November 11, 2011
Column | Korky Koroluk
Building tall to fight urban sprawl
It’s nice, in these edgy economic times, to see the volume of construction in Toronto, especially in the highrise sector.
There are dozens and dozens of them scattered around the GTA. Some are office buildings; some are residential, with downtown condominiums being popular. There’s a good sprinkling of high-rise construction in other major Canadian cities, but nothing to compare with what’s happening in Toronto.
Highrises, however, can be divisive. In residential areas, people complain that their once-sunny properties are now shaded much of the time. Others complain about the increased density in their neighbourhoods.
In many cities, densification is a real hot-button issue. Everyone claims to understand the reasons for it, as long as it’s in someone else’s neighbourhood.
Korky Koroluk
But there is a large and growing body of research that tells us that highrises are more energy efficient, that they reduce infrastructure costs as they replace urban sprawl, that they result in fewer cars on the road as people give up the commutes they love to hate as they make their way between the city core and their single-family suburban homes.
More and more attention is being paid to cities and their problems — if not by our governments, at least by many residents and some academics. Richard Florida, the director of the Martin Prosperity Institute at the Rotman School of Management at the University of Toronto, is a noted scholar who has equated density with innovation, and Canada is starved for innovation in all its business sectors.
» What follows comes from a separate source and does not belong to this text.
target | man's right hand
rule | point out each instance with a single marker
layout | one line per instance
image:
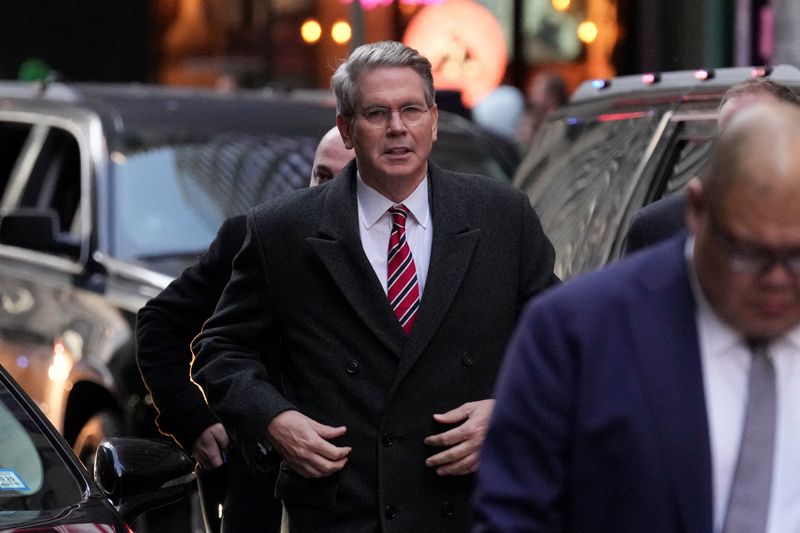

Florida recently teamed up with Atlantic magazine to produce an informative website, The Atlantic Cities , that is a continuing study of all the problems and opportunities of cities. You can subscribe to a daily newsletter from the site that offers five or six articles, and most make interesting reads. Now, an international group called the Council on Tall Buildings and Urban Habitat is, for the first time in its 42-year history, getting involved in research to aid the developers, architects and builders of the really tall buildings, the ones that people are now referring to as the “supertalls” or “supertowers”.
Next year, the group plans to publish five design guidelines on natural ventilation, foundations, column shortening, performance-based seismic design, structural outriggers and wind-tunnel testing. It is also beginning a $20-million fire study. The culmination of that study will be a real building burn.
Most folks have never heard of the council, but it claims to reach about half a million people worldwide if you count the staff of member firms. It held its annual conference in Seoul, Korea, last month, and drew an attendance of about 800 people.
Most supertalls are in Asia, but the rebuilt One World Trade Center, due for completion in 2013, will qualify, and will rank sixth in the world and something over 530 metres in height.
Some of the supertalls are, or will be, immense. The tallest under construction (but not above grade yet) is the PingAn Finance Center in Shenzhen, China, which will top out at 660 metres. To give you a point of comparison, the CN Tower in Toronto is 553 metres.
The tallest of all, though, will be the Kingdom Tower, which is expected to be under construction within a few months. It will be slightly more than 1,000 metres tall. That’s a kilometre. That’s tall.
When first conceived, it was dubbed the Mile High Tower, but that design was abandoned before it was completed, and the project scaled back, if a kilometre-tall building is scaling back.
The Kingdom Tower will be in Jeddah, Saudi Arabia, with a preliminary cost estimate of about US$1.3 billion. It’s a project of Prince Al-Waleed bin Talal, a nephew of Saudi King Abdullah.
It’s supposed to be finished in 2016-2017.